18

How do I convert any sound signal to a list phonemes?

I.e the actual methodology and/or code to go from a digital signal to a list of phonemes that the sound recording is made from.
eg:

lPhonemes = audio_to_phonemes(aSignal)

where for example

from scipy.io.wavfile import read
iSampleRate, aSignal = read(sRecordingDir)

aSignal = #numpy array for the recorded word 'hear'
lPhonemes = ['HH', 'IY1', 'R']

I need the function audio_to_phonemes

Not all sounds are language words, so I cannot just use something that uses the google API for example.

Edit
I don't want audio to words, I want audio to phonemes. Most libraries seem to not output that. Any library you recommend needs to be able to output the ordered list of phonemes that the sound is made up of. And it needs to be in python.

I would also love to know how the process of sound to phonemes works. If not for implementation purposes, then for interest sake.

Marcus Müller
  • 34,677
  • 4
  • 53
  • 94
Roman
  • 8,826
  • 10
  • 63
  • 103

3 Answers3

23

Accurate phoneme recognition is not easy to achieve because phonemes themselves are pretty loosely defined. Even in good audio the best possible systems today have about 18% phoneme error rate (you can check LSTM-RNN results on TIMIT published by Alex Graves).

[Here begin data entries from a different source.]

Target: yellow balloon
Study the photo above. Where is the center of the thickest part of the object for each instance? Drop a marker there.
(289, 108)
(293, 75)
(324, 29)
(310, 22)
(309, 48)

In CMUSphinx phoneme recognition in Python is done like this:

from os import environ, path

from pocketsphinx.pocketsphinx import *
from sphinxbase.sphinxbase import *

MODELDIR = "../../../model"
DATADIR = "../../../test/data"

# Create a decoder with certain model
config = Decoder.default_config()
config.set_string('-hmm', path.join(MODELDIR, 'en-us/en-us'))
config.set_string('-allphone', path.join(MODELDIR, 'en-us/en-us-phone.lm.dmp'))
config.set_float('-lw', 2.0)
config.set_float('-beam', 1e-10)
config.set_float('-pbeam', 1e-10)

# Decode streaming data.
decoder = Decoder(config)

decoder.start_utt()
stream = open(path.join(DATADIR, 'goforward.raw'), 'rb')
while True:
  buf = stream.read(1024)
  if buf:
    decoder.process_raw(buf, False, False)
  else:
    break
decoder.end_utt()

hypothesis = decoder.hyp()
print ('Phonemes: ', [seg.word for seg in decoder.seg()])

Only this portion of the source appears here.